松之木学園♥生徒会執行部
「あぁ、大地の息吹。自然の源よ!」
開けばちょっとだけ涼しい風。中の熱気と外の空気が入れ替わる。
サウナ状態から解放され、堪らず感嘆の声をあげた私。そよそよと風が吹く中、生き返った気分になりながら涼む。
外を見れば部活を終えた生徒が門に向かって歩いていて、その中に澤田君の姿もあった。やったー、ラッキーと顔がニンマリ。窓の下。歩く澤田君に上から声を掛ける。
「澤田君!」
「あぁ、まだそこに居たのか」
「うん!片付けてたら鍵が閉まっちゃって」
「は?鍵?」
「そう。絶賛、閉じ込められ中です」
だから開けて欲しい胸を伝えたら、澤田君は「待ってろ」と言って校舎の中に戻っていった。
良かったー。助かる。これで都市伝説にも七不思議にもならなくて済む。思っていた以上に早く抜け出せてラッキーだった。安堵の溜息。
「菜々」
程なくして準備室の扉の前に澤田君が来た。ただ来たのはいいが、扉を蹴り飛ばしているような、けたたましい音が廊下から響く。

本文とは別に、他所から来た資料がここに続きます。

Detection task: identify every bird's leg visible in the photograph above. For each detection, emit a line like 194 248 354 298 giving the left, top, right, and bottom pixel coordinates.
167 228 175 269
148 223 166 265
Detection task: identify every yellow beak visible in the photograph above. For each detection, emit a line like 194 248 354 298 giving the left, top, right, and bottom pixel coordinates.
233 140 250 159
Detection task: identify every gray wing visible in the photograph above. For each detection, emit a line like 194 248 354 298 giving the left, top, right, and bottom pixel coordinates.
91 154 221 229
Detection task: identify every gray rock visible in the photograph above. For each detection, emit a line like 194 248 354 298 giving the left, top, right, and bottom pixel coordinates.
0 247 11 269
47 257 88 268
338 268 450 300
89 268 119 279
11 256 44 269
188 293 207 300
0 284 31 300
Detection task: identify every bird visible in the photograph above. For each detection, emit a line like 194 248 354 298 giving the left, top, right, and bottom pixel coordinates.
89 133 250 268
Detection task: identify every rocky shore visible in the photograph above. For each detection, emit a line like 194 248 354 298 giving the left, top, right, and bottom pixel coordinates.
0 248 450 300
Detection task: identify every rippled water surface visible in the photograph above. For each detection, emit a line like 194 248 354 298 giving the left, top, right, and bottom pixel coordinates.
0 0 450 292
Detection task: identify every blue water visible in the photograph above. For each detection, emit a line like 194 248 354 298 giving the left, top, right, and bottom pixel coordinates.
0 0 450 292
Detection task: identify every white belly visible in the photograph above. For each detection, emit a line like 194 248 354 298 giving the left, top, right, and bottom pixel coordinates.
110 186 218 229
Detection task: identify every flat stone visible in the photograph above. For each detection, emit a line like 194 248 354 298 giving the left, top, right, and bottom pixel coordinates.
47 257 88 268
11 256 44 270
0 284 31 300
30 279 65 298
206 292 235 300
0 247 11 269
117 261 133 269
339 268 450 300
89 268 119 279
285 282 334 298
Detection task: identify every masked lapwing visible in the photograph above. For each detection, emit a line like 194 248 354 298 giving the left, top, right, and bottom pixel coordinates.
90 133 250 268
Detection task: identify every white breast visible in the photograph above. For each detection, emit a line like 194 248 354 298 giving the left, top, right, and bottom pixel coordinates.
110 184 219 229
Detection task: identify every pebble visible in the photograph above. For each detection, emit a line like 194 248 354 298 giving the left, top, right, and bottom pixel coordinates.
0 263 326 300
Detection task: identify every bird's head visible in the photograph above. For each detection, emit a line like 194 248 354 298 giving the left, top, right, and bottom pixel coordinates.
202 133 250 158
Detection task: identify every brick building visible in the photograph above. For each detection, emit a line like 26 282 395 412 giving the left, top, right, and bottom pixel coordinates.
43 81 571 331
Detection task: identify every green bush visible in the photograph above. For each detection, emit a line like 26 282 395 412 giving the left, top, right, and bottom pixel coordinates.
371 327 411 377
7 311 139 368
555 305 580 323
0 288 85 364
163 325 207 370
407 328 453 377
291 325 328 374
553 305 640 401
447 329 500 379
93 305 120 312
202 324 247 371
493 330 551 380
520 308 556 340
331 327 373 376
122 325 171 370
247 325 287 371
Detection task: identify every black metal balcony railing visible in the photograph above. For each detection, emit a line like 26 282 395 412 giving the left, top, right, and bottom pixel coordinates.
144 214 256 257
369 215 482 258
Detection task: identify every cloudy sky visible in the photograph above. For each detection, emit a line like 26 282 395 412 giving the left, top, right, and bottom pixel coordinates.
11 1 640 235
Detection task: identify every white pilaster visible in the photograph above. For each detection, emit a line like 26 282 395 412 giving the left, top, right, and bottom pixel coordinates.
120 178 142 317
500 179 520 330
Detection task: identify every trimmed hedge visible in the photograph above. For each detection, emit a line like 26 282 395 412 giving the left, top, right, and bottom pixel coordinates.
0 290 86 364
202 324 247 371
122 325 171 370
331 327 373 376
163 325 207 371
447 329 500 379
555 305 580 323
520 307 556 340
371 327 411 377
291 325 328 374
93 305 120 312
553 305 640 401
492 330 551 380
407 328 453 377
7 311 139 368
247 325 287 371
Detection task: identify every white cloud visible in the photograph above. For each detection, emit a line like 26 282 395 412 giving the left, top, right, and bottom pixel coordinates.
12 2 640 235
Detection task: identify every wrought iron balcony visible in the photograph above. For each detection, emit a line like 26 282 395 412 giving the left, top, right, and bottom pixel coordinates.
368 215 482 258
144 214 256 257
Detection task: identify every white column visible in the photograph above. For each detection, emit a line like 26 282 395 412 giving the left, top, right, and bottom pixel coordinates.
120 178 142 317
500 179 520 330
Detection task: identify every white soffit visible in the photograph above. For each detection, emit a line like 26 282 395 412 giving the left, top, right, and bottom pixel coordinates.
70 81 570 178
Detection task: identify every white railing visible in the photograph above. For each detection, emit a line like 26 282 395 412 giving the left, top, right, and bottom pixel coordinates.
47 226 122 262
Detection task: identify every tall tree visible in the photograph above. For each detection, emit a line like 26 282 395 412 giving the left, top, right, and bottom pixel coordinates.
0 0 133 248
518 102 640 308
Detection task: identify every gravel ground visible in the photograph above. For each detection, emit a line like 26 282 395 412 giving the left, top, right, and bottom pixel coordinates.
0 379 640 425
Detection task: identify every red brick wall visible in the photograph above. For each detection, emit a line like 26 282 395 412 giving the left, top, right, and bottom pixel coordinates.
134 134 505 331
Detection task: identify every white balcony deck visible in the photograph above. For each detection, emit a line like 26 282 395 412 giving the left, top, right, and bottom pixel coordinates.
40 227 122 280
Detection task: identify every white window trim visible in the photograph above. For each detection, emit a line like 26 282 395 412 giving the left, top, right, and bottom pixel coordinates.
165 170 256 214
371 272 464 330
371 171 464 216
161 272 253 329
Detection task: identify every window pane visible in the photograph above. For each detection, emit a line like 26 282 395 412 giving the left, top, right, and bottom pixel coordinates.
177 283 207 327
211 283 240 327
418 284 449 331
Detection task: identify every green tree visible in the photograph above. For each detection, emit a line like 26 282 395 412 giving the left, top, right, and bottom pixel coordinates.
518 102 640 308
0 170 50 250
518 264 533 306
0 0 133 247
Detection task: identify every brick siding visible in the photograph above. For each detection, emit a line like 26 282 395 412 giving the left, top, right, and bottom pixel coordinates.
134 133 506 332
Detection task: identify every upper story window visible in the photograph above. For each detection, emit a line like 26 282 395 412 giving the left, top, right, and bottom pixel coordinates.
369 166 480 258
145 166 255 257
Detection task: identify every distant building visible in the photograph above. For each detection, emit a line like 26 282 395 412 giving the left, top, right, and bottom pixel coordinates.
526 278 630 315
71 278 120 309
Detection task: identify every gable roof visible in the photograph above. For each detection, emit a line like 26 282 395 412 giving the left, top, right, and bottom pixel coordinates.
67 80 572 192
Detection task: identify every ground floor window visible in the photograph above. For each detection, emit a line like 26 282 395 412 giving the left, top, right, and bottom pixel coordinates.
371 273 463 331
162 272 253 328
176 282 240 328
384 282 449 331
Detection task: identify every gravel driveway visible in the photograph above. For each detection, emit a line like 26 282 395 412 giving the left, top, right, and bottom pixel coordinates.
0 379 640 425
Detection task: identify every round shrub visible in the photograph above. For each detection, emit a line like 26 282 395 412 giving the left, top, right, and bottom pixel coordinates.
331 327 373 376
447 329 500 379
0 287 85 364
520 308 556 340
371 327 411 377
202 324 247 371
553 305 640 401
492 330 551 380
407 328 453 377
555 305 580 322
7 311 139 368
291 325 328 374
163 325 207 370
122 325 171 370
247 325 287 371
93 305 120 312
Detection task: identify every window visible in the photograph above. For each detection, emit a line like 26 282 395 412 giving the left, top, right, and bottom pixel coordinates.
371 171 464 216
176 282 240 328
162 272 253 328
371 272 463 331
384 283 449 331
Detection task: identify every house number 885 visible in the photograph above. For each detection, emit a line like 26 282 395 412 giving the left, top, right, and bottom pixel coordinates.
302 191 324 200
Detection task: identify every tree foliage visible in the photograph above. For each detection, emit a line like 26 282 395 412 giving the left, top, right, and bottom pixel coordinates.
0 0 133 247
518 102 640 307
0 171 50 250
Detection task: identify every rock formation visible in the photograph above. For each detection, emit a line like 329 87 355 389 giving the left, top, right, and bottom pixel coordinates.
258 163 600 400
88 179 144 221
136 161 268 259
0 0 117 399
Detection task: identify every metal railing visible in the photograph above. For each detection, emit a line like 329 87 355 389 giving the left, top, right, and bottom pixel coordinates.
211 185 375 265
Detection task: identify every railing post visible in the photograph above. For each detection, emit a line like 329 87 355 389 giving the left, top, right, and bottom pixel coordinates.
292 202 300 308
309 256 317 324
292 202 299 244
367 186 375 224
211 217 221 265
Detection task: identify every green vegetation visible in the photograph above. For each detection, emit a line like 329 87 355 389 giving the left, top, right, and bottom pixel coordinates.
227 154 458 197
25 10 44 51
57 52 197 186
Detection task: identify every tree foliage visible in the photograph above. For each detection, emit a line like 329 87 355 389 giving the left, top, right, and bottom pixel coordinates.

「おいおい、澤田君。いったい何をやっているのかね?」
「鍵がねぇんだよ」
「まさか壊す気ですか?」
「そっちの方が早い」
そりゃそうかも知れないけど!校長の泣き顔と先生の説教顔が一瞬にして頭の中に浮かぶ。
しかし、澤田君はそのまま扉を蹴って鍵を壊してしまった。扉が開き、神妙な面持ちをした澤田君と目が合う。